By contradiction is fine, in detail:

1. Assume $S^1$ is a retract of $D^2$.
2. $D^2$ is contractible (by straight line segments to the origin, as you say).
3. Quoted theorem applied to $1$ and $2$: $S^1$ is contractible.
4. Fact given to you: $S^1$ is not contractible.

Hence contradiction from $3$ and $4$ and so $1$ must be false: $S^1$ is not a retract of $D^2$.

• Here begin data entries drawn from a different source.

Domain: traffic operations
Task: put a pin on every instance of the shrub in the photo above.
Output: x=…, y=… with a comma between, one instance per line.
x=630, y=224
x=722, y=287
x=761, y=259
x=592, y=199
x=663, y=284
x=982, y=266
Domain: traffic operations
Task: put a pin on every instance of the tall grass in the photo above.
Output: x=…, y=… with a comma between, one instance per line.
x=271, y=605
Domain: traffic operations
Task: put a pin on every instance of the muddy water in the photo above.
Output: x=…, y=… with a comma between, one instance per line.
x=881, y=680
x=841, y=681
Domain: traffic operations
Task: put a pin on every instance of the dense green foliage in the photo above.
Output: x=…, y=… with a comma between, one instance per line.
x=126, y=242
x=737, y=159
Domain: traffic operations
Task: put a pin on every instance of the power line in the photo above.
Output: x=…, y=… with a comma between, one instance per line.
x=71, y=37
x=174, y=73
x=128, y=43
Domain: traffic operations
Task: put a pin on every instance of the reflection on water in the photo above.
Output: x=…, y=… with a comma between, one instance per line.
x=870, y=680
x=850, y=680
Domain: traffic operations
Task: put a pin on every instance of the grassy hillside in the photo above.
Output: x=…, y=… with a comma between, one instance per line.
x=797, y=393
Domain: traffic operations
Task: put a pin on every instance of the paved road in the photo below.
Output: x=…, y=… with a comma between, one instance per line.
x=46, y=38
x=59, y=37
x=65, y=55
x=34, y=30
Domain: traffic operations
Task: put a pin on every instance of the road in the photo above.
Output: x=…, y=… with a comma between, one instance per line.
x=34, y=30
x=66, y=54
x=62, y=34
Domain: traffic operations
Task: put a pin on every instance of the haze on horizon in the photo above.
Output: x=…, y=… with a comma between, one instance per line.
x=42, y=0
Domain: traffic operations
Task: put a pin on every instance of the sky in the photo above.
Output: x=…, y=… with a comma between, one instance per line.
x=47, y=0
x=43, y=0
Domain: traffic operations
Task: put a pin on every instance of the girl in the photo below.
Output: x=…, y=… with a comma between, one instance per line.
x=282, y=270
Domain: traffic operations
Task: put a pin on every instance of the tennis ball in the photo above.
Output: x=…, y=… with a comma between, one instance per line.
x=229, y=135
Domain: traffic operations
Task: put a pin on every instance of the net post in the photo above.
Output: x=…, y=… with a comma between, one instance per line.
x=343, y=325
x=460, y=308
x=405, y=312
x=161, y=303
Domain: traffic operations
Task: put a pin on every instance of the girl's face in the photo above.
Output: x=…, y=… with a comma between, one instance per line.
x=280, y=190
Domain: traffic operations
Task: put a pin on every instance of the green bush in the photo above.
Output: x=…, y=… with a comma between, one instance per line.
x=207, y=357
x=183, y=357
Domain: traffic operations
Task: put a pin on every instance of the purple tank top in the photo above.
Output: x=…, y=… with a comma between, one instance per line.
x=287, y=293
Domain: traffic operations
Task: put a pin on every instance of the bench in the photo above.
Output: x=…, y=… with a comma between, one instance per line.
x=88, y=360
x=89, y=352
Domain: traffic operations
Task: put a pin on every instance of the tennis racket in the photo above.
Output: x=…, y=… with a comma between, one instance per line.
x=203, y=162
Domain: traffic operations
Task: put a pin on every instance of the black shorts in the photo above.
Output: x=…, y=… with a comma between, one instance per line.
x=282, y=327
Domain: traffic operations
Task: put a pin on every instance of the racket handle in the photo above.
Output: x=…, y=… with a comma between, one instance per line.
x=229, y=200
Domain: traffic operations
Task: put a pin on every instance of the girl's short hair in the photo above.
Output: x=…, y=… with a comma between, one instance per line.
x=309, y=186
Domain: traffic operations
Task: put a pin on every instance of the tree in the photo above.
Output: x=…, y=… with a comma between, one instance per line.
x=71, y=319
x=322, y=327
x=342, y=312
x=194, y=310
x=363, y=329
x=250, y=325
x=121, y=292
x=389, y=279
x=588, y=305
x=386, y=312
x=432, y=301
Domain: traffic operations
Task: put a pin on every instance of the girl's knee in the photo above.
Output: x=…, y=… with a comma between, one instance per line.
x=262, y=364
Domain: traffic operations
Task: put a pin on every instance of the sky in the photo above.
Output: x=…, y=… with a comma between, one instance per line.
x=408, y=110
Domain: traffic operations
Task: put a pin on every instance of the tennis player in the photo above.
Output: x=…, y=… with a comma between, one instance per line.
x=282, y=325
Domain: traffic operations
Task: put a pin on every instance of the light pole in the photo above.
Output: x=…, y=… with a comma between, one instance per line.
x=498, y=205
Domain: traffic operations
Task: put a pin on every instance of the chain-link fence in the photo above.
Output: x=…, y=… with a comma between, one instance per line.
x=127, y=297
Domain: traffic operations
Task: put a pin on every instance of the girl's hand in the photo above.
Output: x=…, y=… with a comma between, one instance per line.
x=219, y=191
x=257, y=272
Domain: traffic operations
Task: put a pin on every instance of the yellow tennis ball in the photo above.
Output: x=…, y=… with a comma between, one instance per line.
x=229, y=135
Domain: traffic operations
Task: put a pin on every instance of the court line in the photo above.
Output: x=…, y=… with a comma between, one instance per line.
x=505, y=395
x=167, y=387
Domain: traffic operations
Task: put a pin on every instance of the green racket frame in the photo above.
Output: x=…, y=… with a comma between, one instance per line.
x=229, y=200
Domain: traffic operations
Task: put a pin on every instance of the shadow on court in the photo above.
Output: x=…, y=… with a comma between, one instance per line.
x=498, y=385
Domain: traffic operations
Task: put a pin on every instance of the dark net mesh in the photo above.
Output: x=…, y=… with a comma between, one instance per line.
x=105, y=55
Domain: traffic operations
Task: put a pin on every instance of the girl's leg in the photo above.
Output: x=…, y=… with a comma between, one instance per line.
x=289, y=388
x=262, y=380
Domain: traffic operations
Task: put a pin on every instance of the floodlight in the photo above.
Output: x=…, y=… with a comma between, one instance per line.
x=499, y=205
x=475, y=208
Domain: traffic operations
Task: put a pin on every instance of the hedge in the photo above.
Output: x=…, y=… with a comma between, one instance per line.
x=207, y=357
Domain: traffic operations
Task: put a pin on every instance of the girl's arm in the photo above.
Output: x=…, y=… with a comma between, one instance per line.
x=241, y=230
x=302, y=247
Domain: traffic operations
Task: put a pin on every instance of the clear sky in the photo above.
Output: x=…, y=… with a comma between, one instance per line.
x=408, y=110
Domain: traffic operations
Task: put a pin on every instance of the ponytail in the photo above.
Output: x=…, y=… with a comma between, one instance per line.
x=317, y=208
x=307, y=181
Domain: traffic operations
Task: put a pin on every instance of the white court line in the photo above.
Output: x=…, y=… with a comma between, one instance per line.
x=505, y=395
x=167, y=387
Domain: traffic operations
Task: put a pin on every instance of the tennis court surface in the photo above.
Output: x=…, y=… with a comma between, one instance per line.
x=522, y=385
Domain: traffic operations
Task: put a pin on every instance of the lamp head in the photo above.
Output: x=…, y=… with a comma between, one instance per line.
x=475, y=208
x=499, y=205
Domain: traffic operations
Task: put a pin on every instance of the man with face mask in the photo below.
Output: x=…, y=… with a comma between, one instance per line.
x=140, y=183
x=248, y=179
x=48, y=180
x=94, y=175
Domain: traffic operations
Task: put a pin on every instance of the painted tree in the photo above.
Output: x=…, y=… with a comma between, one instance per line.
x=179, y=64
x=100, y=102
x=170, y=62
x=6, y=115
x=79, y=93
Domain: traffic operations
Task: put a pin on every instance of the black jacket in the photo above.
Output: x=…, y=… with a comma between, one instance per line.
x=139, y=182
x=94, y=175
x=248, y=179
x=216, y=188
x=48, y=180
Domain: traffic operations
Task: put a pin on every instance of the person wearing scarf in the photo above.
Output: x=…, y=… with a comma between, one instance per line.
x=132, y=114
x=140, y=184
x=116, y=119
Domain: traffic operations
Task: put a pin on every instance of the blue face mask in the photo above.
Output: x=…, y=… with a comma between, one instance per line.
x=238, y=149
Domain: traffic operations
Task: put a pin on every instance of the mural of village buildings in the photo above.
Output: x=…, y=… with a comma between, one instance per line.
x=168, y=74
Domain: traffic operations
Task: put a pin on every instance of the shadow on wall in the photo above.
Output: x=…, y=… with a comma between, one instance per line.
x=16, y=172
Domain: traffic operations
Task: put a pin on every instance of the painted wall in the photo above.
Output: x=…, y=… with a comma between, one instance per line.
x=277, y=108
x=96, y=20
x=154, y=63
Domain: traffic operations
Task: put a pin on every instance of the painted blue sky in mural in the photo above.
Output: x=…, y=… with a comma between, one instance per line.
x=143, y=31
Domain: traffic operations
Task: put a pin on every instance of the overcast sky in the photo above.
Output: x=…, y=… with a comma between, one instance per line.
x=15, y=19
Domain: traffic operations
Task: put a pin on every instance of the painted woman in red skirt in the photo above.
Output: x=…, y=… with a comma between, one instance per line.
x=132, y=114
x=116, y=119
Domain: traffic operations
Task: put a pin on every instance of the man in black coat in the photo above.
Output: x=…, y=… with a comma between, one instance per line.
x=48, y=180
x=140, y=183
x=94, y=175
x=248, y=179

Another proof could use the Brouwer fixed point theorem:

1. Assume $S^1$ is a retract of $D^2$.
2. Theorem by Brouwer: every $f: D^2 \to D^2$ that is continuous has a fixed point. (i.e. $D^2$ has the FPP (fixed point property)).
3. Theorem: if $X$ has the FPP and $A$ is a retract of $X$, then $A$ has the FPP too. (If $g: A \to A$ is continuous, and $r$ is a retraction, apply the FPP to $g \circ r: X \to A \subseteq X$, etc.)
4. $1$ to $3$ together imply $S^1$ has the FPP.
5. Fact: $S^1$ does not have the FPP (consider the rotation around $90$ degrees either way, e.g.).
6. Contradiction between $4$ and $5$ shows $1$ must be false again.